Dow was founded in 1897 as a producer of bleach, which is made from chlorine. Chlorine, in turn, is produced in tandem with caustic soda by running electricity through brine, the kind of cyclical, low-margin activity the company has sought to divest in recent years.
“This is Dow’s oldest business and our most commoditized business,” Dow Vice Chairman Jim Fitterling said Friday in a phone interview.
Olin is North America’s oldest maker of chlorine and had been investing in its core business as it looked for a way to become an industry leader, CEO Joseph Rupp said in an interview. It will issue $2 billion of debt to finance the merger.
The deal will triple Olin’s chlorine capacity to surpass Occidental Petroleum Corp., the world’s second-biggest producer, while its earnings before interest, taxes, depreciation and amortization jump to about $1 billion a year from $340 million. Olin expects at least $200 million in annual cost savings within three years of the deal closing.
Olin’s biggest business after chlorine is Winchester ammunition, which must be retained for at least two years because of the structure of the deal with Dow. Divesting the profitable business is unlikely to create value anyway, said Rupp, who will continue at Clayton, Missouri-based Olin along with the current management. Dow will get three directors on Olin’s board.
Olin jumped 14 percent to $31 at the close in New York, the biggest gain since 2009. Dow, the largest U.S. chemical company by revenue, climbed 2.8 percent to $47.76.
Dow announced its plan to separate the chlorine business in December 2013. The following month activist investor Dan Loeb disclosed his hedge fund Third Point LLC had taken a stake and called for a spinoff of Dow’s petrochemical business to improve profitability. Dow agreed in November to give Third Point two board seats.

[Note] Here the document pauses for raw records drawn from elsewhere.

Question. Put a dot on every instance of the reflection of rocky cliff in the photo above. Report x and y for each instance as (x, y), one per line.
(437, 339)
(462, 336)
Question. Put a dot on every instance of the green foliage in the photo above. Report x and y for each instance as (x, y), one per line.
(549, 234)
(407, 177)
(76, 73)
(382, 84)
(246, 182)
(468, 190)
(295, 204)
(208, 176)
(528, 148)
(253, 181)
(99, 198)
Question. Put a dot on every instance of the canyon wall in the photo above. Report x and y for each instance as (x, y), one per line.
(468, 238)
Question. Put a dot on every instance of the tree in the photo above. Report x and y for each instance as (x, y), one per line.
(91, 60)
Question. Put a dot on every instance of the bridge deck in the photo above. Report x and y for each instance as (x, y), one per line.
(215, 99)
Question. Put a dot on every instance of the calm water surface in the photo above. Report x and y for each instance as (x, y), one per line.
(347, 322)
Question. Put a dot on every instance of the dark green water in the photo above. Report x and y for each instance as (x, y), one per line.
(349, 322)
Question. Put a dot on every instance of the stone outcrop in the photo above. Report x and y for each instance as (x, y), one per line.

The Olin deal shows how “Dow continues to serve as its own best activist,” Liveris said on a conference call Friday. Proceeds will allow Dow to accelerate its $5 billion share repurchase program and to pay down debt, he said.
The deal is expected to be completed by the year-end, and will be structured as a tax-efficient Reverse Morris Trust. Dow will receive $2 billion of cash and cash equivalents and Olin common stock valued at $2.2 billion before Friday’s announcement. Olin also will assume about $800 million of pension and other liabilities.
Olin will get Dow’s chlor-alkali and vinyl assets on the U.S. Gulf Coast, including factories in Freeport, Texas, and Plaquemine, Louisiana, as well its global chlorinated organics business and the global epoxy business. The number of Olin’s chlorine and caustic soda products will rise to 18 from three.
Dow will become one of Olin’s largest U.S. chlorine customers, while it retains chlorine assets in Europe and Brazil.
In a separate transaction, Dow agreed to supply Olin with ethylene from the U.S. Gulf Coast for 20 years. Dow will get an upfront payment of about $400 million under that deal.
Dow’s financial advisers were Barclays Plc and Goldman Sachs Group Inc. and its legal counsel was Shearman & Sterling LLP. JPMorgan Chase & Co. advised Olin, whose legal counsel was Cravath Swaine & Moore LLP.